Pour en finir avec le dialogue social
Aux Ressources
Stéphane Sirot
Laura Raim
Le syndicalisme « prépare l’émancipation intégrale, qui ne peut se réaliser que par l’expropriation capitaliste ; il préconise comme moyen d’action la grève générale et il considère que le syndicat, aujourd’hui groupement de résistance, sera, dans l’avenir, le groupe de production et de répartition, base de réorganisation sociale ». Ceci n’est pas une citation de Philippe Martinez, secrétaire général actuel de la CGT. Mais un extrait de l’article 2 de la Charte d’Amiens, adopté en 1906 par le Congrès de la même CGT. Et ça envoie du bois. Il faut dire qu’à l’époque, l’unique centrale syndicale était sur une ligne anarcho-syndicale révolutionnaire, reconnaissant explicitement « la lutte de classe, qui oppose sur le terrain économique, les travailleurs en révolte contre toutes les formes d’exploitation et d’oppression, tant matérielles que morales, mises en œuvre par la classe capitaliste contre la classe ouvrière ». Que s’est-il passé depuis, pour que la CGT en arrive aujourd’hui à jouer la comédie du « dialogue social » avec un gouvernement qui a pour seul projet d’en finir une fois pour toutes avec l’Etat social construit dans l’après-guerre?

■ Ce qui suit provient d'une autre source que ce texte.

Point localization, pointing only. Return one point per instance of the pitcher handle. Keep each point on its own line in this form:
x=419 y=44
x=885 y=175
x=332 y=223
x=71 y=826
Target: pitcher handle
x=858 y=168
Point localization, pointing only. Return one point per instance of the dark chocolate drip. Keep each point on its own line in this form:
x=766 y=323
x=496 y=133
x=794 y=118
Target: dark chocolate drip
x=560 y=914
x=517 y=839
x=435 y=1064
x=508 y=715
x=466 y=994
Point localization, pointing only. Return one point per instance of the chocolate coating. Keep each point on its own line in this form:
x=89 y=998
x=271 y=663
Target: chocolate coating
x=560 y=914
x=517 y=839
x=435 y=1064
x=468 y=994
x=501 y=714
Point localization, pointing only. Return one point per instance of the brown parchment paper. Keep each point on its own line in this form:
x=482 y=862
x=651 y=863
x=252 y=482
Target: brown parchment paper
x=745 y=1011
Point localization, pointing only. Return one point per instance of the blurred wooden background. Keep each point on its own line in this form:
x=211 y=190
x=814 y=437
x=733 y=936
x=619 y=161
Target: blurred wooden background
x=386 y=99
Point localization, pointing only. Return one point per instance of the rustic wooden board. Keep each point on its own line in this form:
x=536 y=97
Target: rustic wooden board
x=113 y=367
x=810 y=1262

C’est tout l’objet des travaux de l’historien Stéphane Sirot, auteur notamment de l’ouvrage Le syndicalisme, la politique et la grève : France et Europe : XIXe – XXIe siècles, (Arbre bleu éditions, 2011). Dans cet entretien, nous revenons ainsi sur l’histoire longue des syndicats, caractérisée par un "mouvement de balancier l’écartelant en permanence entre, d’un côté, sa fonction d’opposition et de protestation, et de l’autre, la tentation légaliste vers laquelle le porte son institutionnalisation ». A quoi peut encore servir le syndicalisme aujourd’hui? L’irruption des Gilets Jaunes en 2018, à l’écart des partis d’opposition et des syndicats, nous invite en tout cas à prendre acte de l’échec aussi bien du syndicalisme de « partenaires sociaux » de la CFDT que de la conflictualité ritualisée des manifs Répu-Nation de la CGT.